Moreover, educational institutions such as the Indian Institute of Science (IISc) and IIT Madras (Ai4Bharat) and even Microsoft are involved in building datasets for Indic languages. “Despite various efforts, in India, datasets for languages other than Hindi are scarce and incomplete. Additionally, even Hindi data is fragmented,” Malhotra said. Additionally, he confirmed that Tech Mahindra is actively in talks with leading universities and other stakeholders for Project Indus.
Tech Mahindra is sourcing information from various platforms, including Common Crawl, newspapers, Wikipedia and YouTube descriptions. “The information on dialects is primarily available through YouTube videos or spoken language samples. We are also sourcing information commonly available on the internet from books written in specific dialects.” Besides, Malhotra has also acknowledged that the requirement for computation and its accessibility is a key challenge for the tech giant.
Banking on Bhasha Daan
For Tech Mahindra and for the success of Project Indus, the biggest challenge is gathering data for different dialects. For this, the IT giant is seeking contributions from the speakers of these dialects to help build the datasets. “For this reason, we have opened a portal to get a bhasha daan from Indians who speak that dialect.
By clicking “Make a Contribution” on our website, you will find a user-friendly interface with all the dialects in which we collect data. Once you select a dialect, you can listen to a sample voice recording of how Hindi is spoken in that particular dialect.

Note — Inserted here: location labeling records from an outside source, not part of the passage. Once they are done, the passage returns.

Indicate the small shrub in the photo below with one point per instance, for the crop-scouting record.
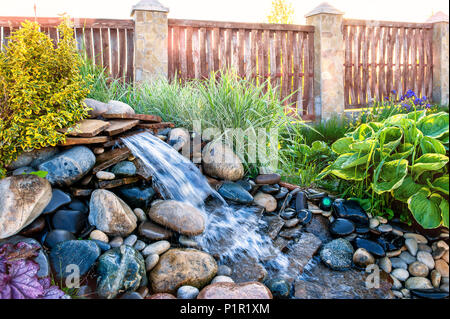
(41, 90)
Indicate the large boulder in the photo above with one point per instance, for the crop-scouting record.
(69, 166)
(178, 216)
(227, 290)
(110, 214)
(220, 161)
(22, 200)
(181, 267)
(120, 269)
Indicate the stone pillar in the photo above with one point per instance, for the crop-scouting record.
(150, 40)
(328, 60)
(440, 58)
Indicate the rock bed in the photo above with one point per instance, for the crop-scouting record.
(136, 245)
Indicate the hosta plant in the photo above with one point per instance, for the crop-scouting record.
(18, 274)
(401, 159)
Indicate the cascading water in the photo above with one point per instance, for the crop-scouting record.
(231, 232)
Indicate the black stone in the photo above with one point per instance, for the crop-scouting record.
(288, 213)
(59, 199)
(350, 209)
(235, 192)
(305, 216)
(430, 293)
(342, 227)
(137, 197)
(301, 202)
(279, 288)
(57, 236)
(70, 220)
(371, 246)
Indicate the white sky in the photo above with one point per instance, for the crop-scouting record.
(228, 10)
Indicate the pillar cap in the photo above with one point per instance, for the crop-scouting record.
(149, 5)
(438, 17)
(324, 8)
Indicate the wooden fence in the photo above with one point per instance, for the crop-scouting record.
(282, 54)
(382, 57)
(109, 43)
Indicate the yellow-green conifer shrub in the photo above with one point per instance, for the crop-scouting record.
(41, 90)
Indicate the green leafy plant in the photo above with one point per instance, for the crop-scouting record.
(41, 90)
(401, 159)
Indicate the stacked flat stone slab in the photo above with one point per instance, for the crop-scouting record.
(329, 60)
(150, 41)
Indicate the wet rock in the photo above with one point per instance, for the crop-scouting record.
(246, 185)
(337, 254)
(412, 246)
(105, 176)
(351, 210)
(41, 259)
(124, 169)
(270, 189)
(385, 264)
(187, 292)
(418, 283)
(180, 267)
(68, 167)
(250, 290)
(70, 220)
(407, 257)
(363, 258)
(117, 107)
(151, 261)
(418, 269)
(246, 268)
(157, 248)
(23, 199)
(130, 240)
(140, 214)
(152, 231)
(342, 227)
(268, 179)
(34, 228)
(82, 253)
(177, 216)
(305, 216)
(426, 258)
(33, 158)
(324, 283)
(220, 161)
(178, 138)
(400, 274)
(235, 192)
(399, 263)
(267, 201)
(120, 269)
(221, 279)
(371, 246)
(59, 199)
(110, 214)
(279, 288)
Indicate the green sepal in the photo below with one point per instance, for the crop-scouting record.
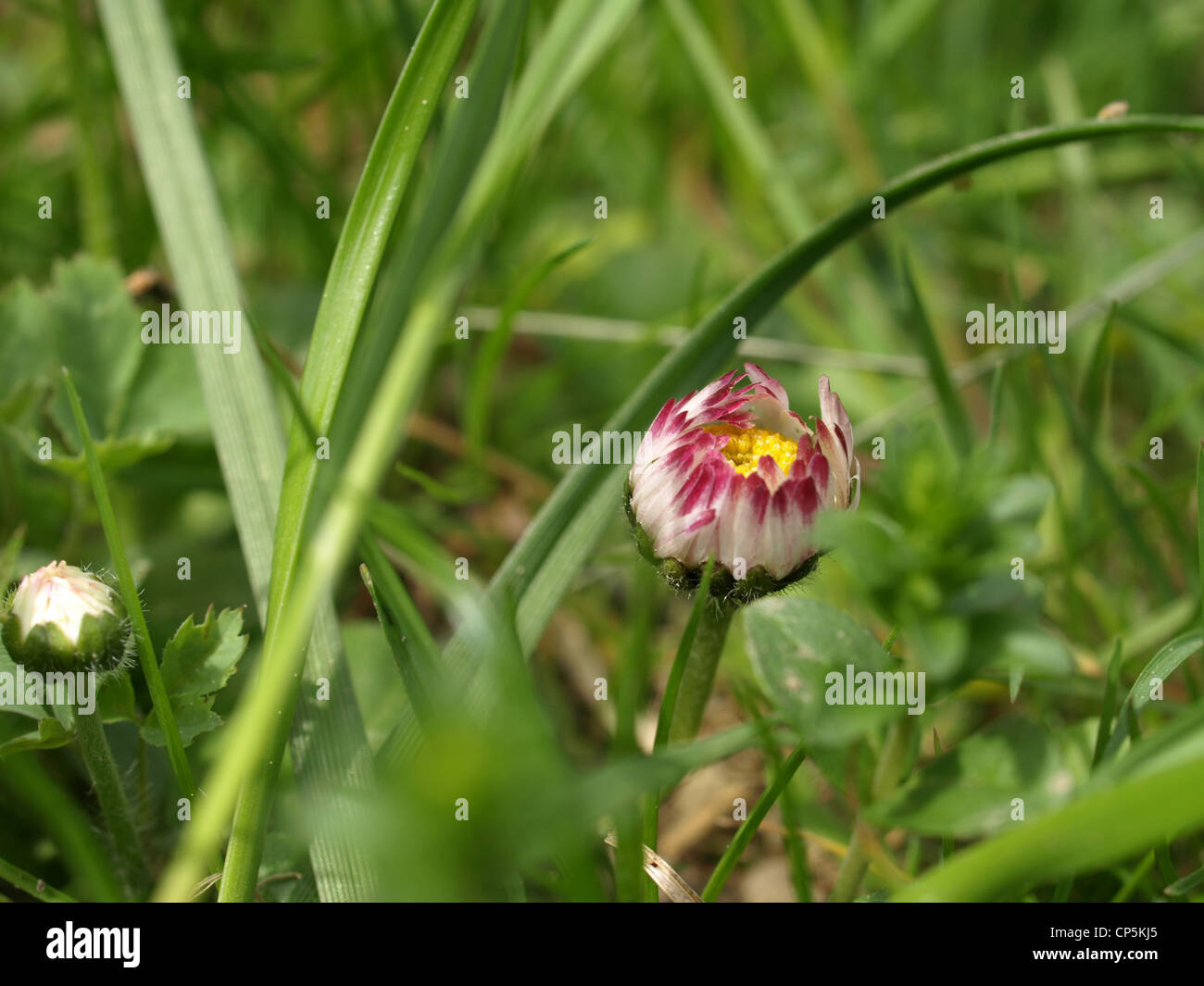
(723, 584)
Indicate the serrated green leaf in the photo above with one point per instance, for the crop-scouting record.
(197, 662)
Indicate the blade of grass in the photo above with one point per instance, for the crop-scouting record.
(1108, 710)
(749, 826)
(32, 885)
(481, 381)
(1121, 512)
(954, 411)
(349, 281)
(576, 37)
(1160, 666)
(329, 749)
(67, 825)
(633, 685)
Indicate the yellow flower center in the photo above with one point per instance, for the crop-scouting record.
(746, 445)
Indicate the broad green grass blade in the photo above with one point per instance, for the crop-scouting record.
(746, 132)
(251, 732)
(245, 428)
(461, 144)
(349, 283)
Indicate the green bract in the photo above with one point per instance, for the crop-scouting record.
(61, 618)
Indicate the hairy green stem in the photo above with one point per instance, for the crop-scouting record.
(107, 784)
(132, 601)
(698, 674)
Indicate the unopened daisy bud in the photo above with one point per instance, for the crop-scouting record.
(61, 618)
(731, 472)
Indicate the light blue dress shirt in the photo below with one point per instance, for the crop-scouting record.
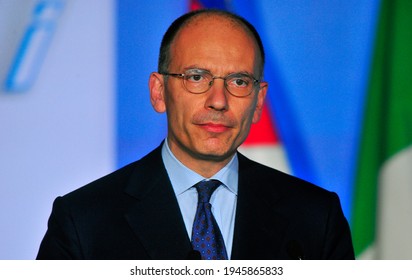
(223, 199)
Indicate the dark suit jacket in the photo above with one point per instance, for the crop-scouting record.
(133, 214)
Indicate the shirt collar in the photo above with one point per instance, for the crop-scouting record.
(183, 178)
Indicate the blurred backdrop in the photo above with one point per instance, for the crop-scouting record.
(74, 101)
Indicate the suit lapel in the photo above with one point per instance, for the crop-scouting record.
(259, 228)
(153, 212)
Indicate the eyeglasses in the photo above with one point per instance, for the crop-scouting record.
(198, 81)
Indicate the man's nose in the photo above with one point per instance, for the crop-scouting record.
(217, 95)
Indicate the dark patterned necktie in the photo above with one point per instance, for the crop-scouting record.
(206, 236)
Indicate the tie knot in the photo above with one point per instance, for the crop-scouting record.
(205, 189)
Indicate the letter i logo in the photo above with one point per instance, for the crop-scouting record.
(34, 44)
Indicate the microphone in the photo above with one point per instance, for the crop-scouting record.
(295, 250)
(194, 255)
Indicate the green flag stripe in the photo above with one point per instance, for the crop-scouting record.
(388, 114)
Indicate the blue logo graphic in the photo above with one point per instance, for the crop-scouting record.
(34, 45)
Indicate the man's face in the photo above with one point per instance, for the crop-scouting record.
(210, 126)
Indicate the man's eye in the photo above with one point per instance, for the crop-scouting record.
(194, 78)
(239, 82)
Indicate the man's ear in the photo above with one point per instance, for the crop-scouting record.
(260, 101)
(157, 92)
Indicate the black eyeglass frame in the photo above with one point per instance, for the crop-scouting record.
(183, 75)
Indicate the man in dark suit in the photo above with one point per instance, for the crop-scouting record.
(209, 83)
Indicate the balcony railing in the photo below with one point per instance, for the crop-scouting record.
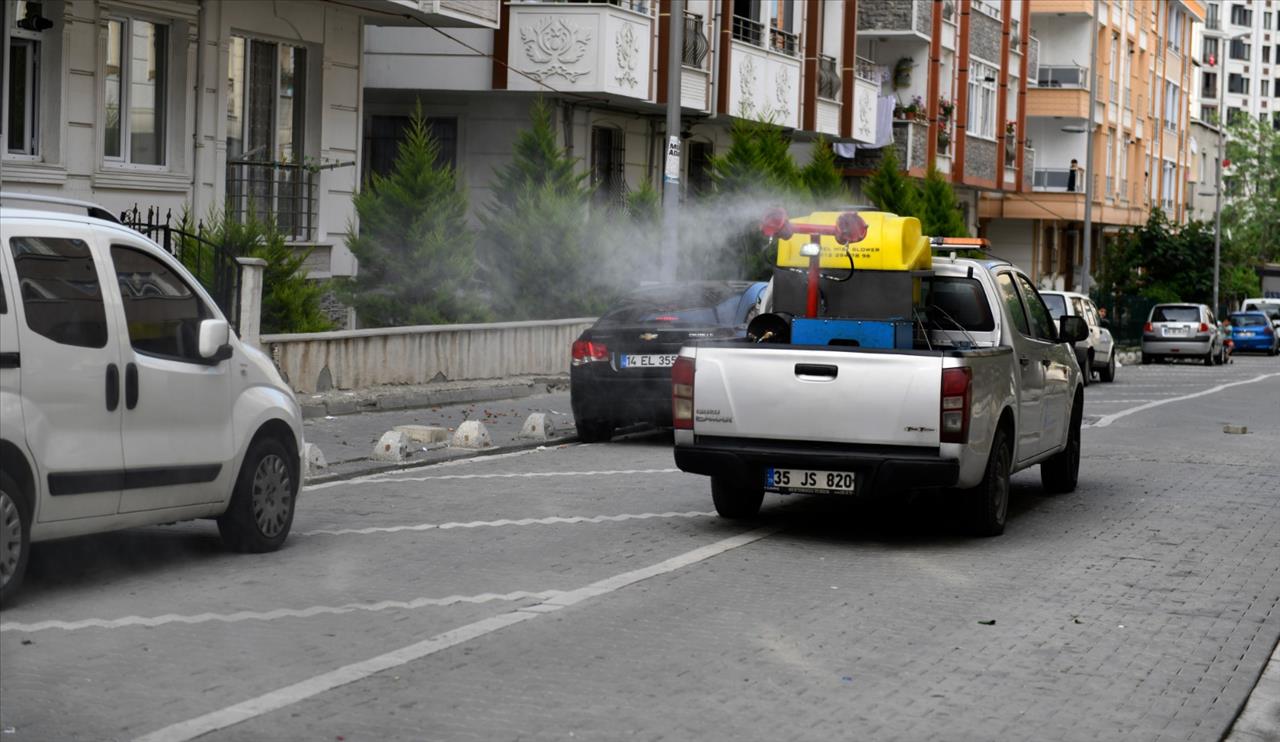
(694, 53)
(828, 78)
(1063, 76)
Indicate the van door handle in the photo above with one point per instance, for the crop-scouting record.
(823, 370)
(131, 385)
(113, 386)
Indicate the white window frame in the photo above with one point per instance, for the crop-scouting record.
(982, 118)
(123, 160)
(31, 143)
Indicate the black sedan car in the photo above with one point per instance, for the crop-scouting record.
(621, 369)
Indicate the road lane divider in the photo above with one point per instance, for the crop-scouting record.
(347, 674)
(502, 522)
(1109, 418)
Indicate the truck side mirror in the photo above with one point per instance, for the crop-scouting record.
(1072, 329)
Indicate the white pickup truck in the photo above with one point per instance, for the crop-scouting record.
(992, 386)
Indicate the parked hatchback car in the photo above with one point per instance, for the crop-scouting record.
(1097, 352)
(1255, 331)
(124, 397)
(621, 365)
(1182, 330)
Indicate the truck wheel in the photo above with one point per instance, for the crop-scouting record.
(261, 509)
(1107, 372)
(988, 502)
(734, 499)
(1060, 472)
(594, 430)
(14, 537)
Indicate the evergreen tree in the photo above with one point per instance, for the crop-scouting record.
(890, 189)
(415, 247)
(822, 179)
(938, 213)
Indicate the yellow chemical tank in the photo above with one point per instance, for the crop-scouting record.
(892, 242)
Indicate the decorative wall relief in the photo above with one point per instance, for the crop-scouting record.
(627, 54)
(554, 46)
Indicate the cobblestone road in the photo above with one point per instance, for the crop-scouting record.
(588, 592)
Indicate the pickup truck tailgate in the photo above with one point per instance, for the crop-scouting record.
(855, 397)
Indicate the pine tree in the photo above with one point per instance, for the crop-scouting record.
(415, 247)
(822, 179)
(890, 189)
(940, 215)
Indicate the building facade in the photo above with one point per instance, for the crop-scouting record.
(200, 105)
(1139, 129)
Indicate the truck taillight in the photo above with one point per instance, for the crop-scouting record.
(588, 352)
(956, 394)
(682, 393)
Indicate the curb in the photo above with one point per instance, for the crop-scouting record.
(396, 467)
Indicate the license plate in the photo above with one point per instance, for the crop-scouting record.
(809, 481)
(649, 361)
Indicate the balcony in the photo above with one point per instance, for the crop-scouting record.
(583, 47)
(909, 18)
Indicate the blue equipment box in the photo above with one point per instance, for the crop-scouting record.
(887, 334)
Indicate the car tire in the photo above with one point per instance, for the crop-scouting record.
(14, 537)
(594, 430)
(1061, 471)
(1107, 372)
(988, 502)
(260, 513)
(735, 499)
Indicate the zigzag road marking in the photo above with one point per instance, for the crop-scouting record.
(548, 521)
(278, 613)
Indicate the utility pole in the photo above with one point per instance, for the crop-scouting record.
(671, 170)
(1088, 152)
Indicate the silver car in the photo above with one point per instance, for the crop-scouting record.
(1096, 353)
(1179, 330)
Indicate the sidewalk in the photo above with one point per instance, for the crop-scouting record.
(346, 425)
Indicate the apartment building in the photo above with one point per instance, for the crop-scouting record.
(254, 106)
(865, 74)
(1139, 129)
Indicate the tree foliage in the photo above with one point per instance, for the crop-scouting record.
(415, 247)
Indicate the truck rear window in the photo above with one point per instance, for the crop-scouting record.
(949, 301)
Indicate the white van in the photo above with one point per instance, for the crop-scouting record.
(1267, 306)
(124, 397)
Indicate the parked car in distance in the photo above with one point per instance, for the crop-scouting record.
(126, 398)
(1267, 306)
(1097, 352)
(1255, 331)
(621, 365)
(1182, 330)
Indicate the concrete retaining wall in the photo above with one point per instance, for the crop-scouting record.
(357, 358)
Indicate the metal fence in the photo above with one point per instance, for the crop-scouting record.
(213, 265)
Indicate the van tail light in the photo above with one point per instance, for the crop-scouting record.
(682, 393)
(588, 352)
(956, 397)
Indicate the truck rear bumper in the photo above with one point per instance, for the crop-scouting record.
(880, 468)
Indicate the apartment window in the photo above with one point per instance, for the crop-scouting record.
(21, 115)
(135, 78)
(982, 100)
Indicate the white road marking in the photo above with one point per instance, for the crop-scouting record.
(274, 614)
(311, 687)
(547, 521)
(1109, 418)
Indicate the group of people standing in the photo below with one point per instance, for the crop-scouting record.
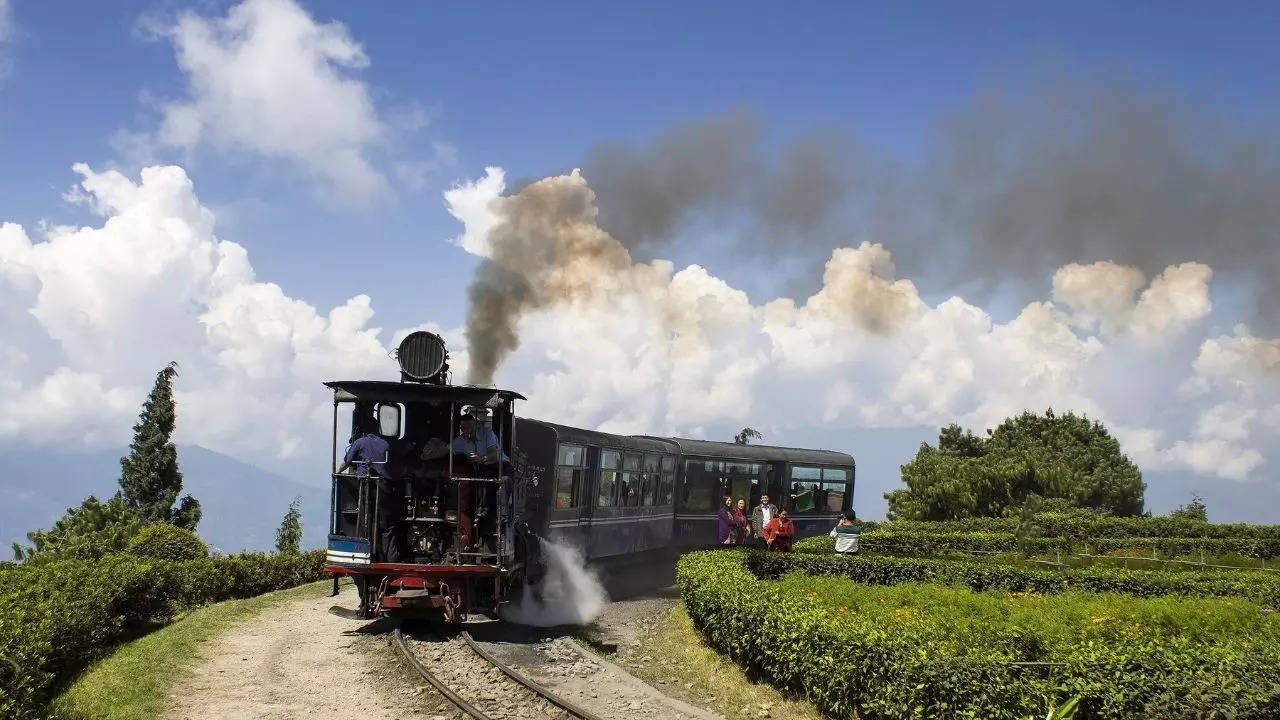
(766, 524)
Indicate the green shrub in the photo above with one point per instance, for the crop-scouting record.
(894, 538)
(981, 575)
(924, 651)
(59, 615)
(1084, 527)
(163, 541)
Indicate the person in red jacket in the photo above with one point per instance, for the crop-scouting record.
(778, 533)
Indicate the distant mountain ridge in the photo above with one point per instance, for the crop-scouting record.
(242, 504)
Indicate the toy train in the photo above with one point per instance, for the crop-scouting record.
(452, 518)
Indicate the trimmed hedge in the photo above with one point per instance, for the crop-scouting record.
(983, 575)
(60, 614)
(897, 540)
(1083, 527)
(163, 541)
(923, 651)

Users can then scroll down and anonymously record a sentence by clicking the record button.”
Gurnani took to X (formerly Twitter) to request contributions from the general public to assist in the creation of datasets for Indic dialects. “We humbly request a bit of bhasha daan from you. Please lend us your expressions, your vocabulary, your conversations and help us train India’s biggest indigenous LLM,” he posted.
Mitigating biases in datasets
Oftentimes, the biases that manifest in AI models originate from biases present within the datasets. Since LLMs learn from a vast amount of text data available on the internet, when not appropriately addressed, these biases can impact the output generated by the models.
While building datasets from scratch, Tech Mahindra must put guardrails in place to ensure this does not happen. “When we collect the data at the first phase, it is essential to realise that this data would have to go through cleaning to ensure there is no bias. To address this challenge, we would be using both human annotation and automatic techniques to ensure there is no racial, ethnic, or gender bias, etc.,” Malhotra said.
While it’s a commendable move, the success of the project hinges upon various factors such as robust data collection, efficient model training, and addressing linguistic nuances.